──東京・江古田にあるレトロな下宿。一階にはいわくありげな大家の綿貫さんと内縁の夫の晴雨(せう)さん、二階に三人の下宿人がいて皆がままならない恋をしている……と、『真綿荘の住人たち』はどこか懐かしい雰囲気が漂う作品ですね。
島本 ちょうど私の子供の頃は下宿や全寮制といった設定の本や漫画がたくさんあって大好きで、いつか自分でも書いてみたい憧れのシチュエーションだったんです。今その設定が成り立つ町はどこかと考えたとき、学生が多くて安いアパートや商店街もあって、色々なものが混ざりつつ昔ながらの風景が残る町という印象の江古田が浮かびました。学生時代に練馬のほうでバイトしていたので土地勘もありましたし。

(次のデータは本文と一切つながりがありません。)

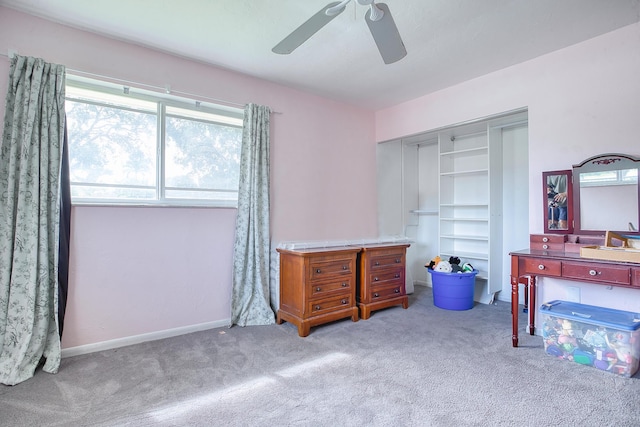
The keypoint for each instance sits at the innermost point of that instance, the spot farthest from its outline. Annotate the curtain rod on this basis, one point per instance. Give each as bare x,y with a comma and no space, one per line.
144,85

──町の情景や木造二階建ての真綿荘の細部の描写など、まるで読者自身が過去に見たことのある場所のことを読むようなノスタルジーとリアリティがあります。
島本 実は間取りなどはざっくりとしか考えずに書き始めてしまったので、後で調整を迫られた箇所もあります(笑)。ただ、どこか一室は、住人全員が顔を合わせてそこで関係性が変化したり事件が起きたりという場所が欲しいとは考えていたので、一階に大きな食堂を作りました。皆で鍋を囲むすき焼きや大家さん一人で煮詰めていくハヤシライスなど、献立も状況に合わせて考えたり、作っている間の緊張感や住人同士の距離感も含めて食事も大切なアイテムのひとつです。
──この作品は、住人それぞれを主人公とする一話ずつの連作短編であり、かつ全編を通して大家の綿貫さんと晴雨さんの関係が浮かび上がってくる長編でもあります。

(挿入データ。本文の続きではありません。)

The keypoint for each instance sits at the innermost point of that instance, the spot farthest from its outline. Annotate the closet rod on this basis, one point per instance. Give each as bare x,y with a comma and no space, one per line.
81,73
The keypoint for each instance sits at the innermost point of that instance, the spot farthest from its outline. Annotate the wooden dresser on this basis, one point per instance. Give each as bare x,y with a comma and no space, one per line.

島本 こういう構成なので、書き始める前にスタートからラストまでの流れは割としっかり決めていました。今回は、これまで私の書いた小説にあった要素を全部少しずつ取り込んでみようという意欲が高まっていたので、登場人物を作る際にも意識してキャラクターをばらすようにしました。

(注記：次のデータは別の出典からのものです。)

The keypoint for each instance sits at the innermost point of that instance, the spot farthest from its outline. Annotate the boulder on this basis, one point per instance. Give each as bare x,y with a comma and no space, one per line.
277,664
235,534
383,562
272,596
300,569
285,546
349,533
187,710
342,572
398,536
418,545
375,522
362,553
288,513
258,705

──複雑な家族構成や年上の男性との恋愛、コンプレックスなど集大成ともいえる要素が随所にちりばめられています。
島本 家族構成を意識せずに書いたことはほとんどないんじゃないかというほど、私の小説にとって家族構成は大事です。本人が意識していなくても、人格形成や性格、癖、生活習慣とかだいたいが家族や家庭環境からきていて、その人の鏡なので、そこを書きたいんです。